Bu bölümle beraber, bir bölüm daha Oğuz ve Deniz'in geçmişlerine, arkadaşlıklarına biraz göz atıcaz. Umarım mutlulukla okursunuz. Yıldızlayıp arkadaşlarınıza önermeyi unutmayın. :D

İyi okumalar!!! :D

*********************

"Hey, Deniz! Harun öğretmen ile Sinem öğretmenin bugün zümre toplantıları varmış. Hala neden sınıftasın, bizimle bahçeye çıksana." İstemeyerek başımı kapıya çevirdim. Oğuz, Ömer'den hoşlanmadığını her zaman belli ederdi ama bu sefer yüzünü bir öfke bürümüş gibiydi. Bir hışım gelip yanımda dikildi.

"Hadi Deniz, gidelim." Kolumdan tutup beni yerimden kaldırdı ve bunu yaparken pek zorlanıyormuş gibi görünmedi. Tamam, çok iri ve kilolu değildim ama bu kadar kolay bir şekilde ve tek elle kaldırılacak kadar da ufak değildim. Ne zaman bu kadar güçlü olmuştu? Ayrıca neden benimle bu kadar uğraşıyordu ki? Şu an tek istediğim o yeşil derinliklere geri dönmekti. Özlemle Ömer'e baktım. Bu durumdan o da rahatsız olmuş gibi görünüyordu. Bunu fark edince biraz da olsa mutlu olduğumu hissettim. Aklım tekrar çalışmaya her şey allak bullak oldu. Ömer'le aramızda olanlar da neydi? Ben nasıl bu duruma gelmiştim? Şu anki durumum ne anlama geliyordu? Bunlar önemli ve cevabı kısa zamanda bulunması gereken sorulardı.

Oğuz'un beni sınıftan çıkarabilmesi için sürüklemesi gerekti.

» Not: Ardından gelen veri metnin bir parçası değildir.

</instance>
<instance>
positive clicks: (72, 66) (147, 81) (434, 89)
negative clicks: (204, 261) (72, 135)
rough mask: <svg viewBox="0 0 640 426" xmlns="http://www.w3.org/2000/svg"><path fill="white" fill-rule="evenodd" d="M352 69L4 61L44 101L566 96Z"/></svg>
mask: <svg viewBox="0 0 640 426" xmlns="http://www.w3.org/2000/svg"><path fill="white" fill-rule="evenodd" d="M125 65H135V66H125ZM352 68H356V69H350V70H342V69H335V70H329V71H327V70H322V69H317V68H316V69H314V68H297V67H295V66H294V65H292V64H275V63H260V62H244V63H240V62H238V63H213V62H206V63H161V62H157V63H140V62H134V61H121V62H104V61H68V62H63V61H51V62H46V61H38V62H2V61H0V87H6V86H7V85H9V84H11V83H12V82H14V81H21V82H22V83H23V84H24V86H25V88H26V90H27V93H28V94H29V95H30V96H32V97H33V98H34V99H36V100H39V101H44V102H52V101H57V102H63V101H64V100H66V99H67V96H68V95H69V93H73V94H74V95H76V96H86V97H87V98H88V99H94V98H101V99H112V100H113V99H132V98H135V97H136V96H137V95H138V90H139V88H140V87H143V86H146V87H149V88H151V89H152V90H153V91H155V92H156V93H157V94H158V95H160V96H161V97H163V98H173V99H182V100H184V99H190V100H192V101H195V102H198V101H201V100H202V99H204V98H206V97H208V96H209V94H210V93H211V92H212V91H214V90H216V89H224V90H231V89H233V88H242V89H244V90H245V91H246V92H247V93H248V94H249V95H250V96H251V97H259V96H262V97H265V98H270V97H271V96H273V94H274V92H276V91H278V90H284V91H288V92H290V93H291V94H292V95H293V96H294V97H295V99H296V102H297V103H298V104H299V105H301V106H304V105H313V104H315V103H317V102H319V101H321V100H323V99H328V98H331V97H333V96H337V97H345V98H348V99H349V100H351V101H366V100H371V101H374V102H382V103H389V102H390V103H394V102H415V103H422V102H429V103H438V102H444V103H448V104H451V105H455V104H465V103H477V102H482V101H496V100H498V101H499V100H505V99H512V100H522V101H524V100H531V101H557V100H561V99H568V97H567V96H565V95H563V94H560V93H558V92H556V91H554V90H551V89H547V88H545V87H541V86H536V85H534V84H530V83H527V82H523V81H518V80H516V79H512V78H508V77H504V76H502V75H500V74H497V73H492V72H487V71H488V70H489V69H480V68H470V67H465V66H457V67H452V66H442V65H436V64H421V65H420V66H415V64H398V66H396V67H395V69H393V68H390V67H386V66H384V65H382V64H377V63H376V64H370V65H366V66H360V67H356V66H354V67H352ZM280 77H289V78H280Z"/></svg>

Kapıdan çıkarken o yeşil derinliğin özlemiyle tekrar Ömer'e baktım. O da bana baktı. Gözlerinde huzur vardı ama yüzünde bu huzuru gölgeleyen bir endişe oluşmuştu. Yeşil derinliklerdeki huzur bana güç verdi. Bir daha yenilmek yok, pes etmek yok! Artık onun bir hafta habersizce ortadan kaybolmasını sakince karşılayamazdım. Bu bana acı verirdi çünkü uzun zamandır ilk defa içimdeki parçaların bir araya gelmeye çalıştığını hissetmiştim.

Kapıdan çıkıp sınıftan uzaklaştıktan sonra Oğuz diğer kolumu da tutup beni sertçe kendine çevirdi. Biraz canım acımıştı. Gözlerime bakmak için eğildi ama ben de bakışlarımı yere eğdim. İşlediğim suçun farkındaydım. Bir söz vermiştim ve bunu tutmamıştım. Bunun bir özrü yoktu. Ben bakışlarımı yerde tutmakta ısrar edince çenemden tutup yavaşça başımı yukarı kaldırdı.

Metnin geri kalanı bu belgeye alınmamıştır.